Forcen nutze ich auch manchmal. Das kommt auf den Einzelfall drauf an.
btw: aktives Forcen wird an der CPU auffällig mit einer gelben LED signalisiert.

Harald


----------



## Befree (25 Oktober 2010)

denle auch das es in der VAT am schnellsten geht... Online auf das Bit und Strg+1 = True, Strg+0 = False


----------



## Zefix (25 Oktober 2010)

Für am Anfang oder Ende des Programms nehm ich immer die VAT.
Manchmal gibts eben den Fall dass man mitten im Programm Werte Steuern muss die vorher gebildet werden.
In so nem Fall wird dann gern auch der Lampentest mal missbraucht.
Den Button oder Taster gibts meistens schon


----------



## Pockebrd (25 Oktober 2010)

Hallo,
so jetzt meld ich mich auch wieder. 
Also mit der Variablen Tabelle hatte ich es versucht. Auch mit unterschiedlichen Einstellungen. Den Ausgang konnte ich aber nicht setzen.

Das mit dem Merker am Ende vom OB 1 muß ich mal testen.
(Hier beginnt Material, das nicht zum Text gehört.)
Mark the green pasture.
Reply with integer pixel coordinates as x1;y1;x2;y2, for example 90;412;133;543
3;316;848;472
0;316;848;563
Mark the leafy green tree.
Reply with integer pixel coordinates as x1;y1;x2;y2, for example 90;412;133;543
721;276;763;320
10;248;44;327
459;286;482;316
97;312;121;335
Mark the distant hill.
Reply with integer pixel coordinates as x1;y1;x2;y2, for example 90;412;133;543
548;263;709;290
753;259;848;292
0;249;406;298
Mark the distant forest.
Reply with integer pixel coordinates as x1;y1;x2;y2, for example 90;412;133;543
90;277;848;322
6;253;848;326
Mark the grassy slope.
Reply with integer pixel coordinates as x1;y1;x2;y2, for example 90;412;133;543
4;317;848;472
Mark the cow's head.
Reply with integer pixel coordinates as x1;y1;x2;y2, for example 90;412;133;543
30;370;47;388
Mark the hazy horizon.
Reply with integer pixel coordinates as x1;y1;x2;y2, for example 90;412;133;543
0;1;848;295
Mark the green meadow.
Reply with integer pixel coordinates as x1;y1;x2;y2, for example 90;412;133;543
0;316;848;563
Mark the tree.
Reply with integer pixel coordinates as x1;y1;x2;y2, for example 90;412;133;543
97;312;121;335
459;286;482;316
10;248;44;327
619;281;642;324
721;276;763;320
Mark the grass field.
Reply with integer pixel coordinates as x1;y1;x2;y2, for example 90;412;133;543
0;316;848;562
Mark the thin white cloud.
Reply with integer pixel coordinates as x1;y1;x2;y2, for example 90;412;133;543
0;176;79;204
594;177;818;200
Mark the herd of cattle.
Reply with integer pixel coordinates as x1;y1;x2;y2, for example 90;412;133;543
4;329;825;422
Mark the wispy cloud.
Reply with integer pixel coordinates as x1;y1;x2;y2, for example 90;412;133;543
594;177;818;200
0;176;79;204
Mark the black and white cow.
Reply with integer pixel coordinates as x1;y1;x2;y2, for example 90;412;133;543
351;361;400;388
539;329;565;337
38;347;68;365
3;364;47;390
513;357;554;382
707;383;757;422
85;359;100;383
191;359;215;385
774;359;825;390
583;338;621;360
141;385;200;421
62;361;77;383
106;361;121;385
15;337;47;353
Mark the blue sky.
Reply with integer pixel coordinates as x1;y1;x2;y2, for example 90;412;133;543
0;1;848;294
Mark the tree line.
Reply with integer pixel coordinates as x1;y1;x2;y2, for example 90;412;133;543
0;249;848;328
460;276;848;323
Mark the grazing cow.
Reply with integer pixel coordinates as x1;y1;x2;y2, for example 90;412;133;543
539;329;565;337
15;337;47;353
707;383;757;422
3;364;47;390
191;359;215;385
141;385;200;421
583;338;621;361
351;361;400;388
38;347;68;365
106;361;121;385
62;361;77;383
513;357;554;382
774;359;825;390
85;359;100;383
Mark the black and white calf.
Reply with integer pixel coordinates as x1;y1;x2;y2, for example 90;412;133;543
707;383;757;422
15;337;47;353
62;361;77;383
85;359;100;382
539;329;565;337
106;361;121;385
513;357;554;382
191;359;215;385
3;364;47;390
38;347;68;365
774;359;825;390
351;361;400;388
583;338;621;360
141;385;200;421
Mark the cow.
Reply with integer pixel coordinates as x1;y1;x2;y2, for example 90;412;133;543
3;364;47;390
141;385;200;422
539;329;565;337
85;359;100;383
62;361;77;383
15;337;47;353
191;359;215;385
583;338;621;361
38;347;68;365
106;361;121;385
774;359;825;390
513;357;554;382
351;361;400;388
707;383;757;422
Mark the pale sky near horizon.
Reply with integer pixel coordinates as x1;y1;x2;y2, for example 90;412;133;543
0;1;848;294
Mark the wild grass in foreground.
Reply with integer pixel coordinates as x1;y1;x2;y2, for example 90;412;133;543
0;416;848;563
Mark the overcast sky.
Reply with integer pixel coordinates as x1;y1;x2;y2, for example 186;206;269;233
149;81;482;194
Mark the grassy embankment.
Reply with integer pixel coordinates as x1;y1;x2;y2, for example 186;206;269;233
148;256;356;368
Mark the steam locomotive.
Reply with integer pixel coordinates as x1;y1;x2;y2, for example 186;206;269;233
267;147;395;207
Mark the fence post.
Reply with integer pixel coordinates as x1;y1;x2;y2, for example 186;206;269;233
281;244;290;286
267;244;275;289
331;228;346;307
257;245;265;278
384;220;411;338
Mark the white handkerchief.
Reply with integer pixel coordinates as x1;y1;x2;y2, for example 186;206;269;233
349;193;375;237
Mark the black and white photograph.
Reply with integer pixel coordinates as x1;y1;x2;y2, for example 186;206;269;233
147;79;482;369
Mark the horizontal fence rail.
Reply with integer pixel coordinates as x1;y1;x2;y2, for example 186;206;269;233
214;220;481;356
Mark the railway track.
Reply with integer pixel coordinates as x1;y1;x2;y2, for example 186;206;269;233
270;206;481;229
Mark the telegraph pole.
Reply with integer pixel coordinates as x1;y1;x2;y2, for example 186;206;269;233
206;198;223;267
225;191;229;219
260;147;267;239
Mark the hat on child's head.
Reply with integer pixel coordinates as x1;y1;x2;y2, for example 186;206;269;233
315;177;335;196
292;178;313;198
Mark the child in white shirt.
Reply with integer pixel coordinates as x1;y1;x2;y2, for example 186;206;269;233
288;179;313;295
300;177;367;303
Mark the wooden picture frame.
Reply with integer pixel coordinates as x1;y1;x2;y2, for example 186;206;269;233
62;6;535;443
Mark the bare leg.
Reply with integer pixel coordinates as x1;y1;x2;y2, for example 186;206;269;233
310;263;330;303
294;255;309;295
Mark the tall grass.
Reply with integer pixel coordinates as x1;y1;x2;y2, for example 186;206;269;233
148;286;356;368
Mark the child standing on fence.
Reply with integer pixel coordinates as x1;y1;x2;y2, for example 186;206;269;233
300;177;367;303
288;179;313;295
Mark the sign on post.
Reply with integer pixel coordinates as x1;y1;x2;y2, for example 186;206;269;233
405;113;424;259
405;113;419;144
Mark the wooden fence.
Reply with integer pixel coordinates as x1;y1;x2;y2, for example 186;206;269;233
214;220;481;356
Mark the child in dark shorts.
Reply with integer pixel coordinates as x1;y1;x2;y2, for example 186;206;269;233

Wenn ich mit "Strg+0 und Strg+1" arbeiten möchte, muß ich dann erst in der Variablen Tabelle den Merker den ich steuern möchte markieren, richtig ?


----------



## Pockebrd (25 Oktober 2010)

borromeus schrieb:


> OB1 öffnen
> Am Ende von diesem:
> 
> SET
> ...


 
Was passiert hier, kannst mir das mal erklären ?


----------



## MSB (25 Oktober 2010)

SET //VKE wird auf 1 gesetzt
= Ax.y //Zuweisung Ausgang x.y

CTRL-L = Shortcut für "Laden in Zielsystem"


----------



## Backdoor (25 Oktober 2010)

Pockebrd schrieb:


> Hallo,
> Wenn ich mit "Strg+0 und Strg+1" arbeiten möchte, muß ich dann erst in der Variablen Tabelle den Merker den ich steuern möchte markieren, richtig ?




Ja einfach mit dem cursor in die zeile und strg+0 oder strg+1 oder F9.

Lg Chris


----------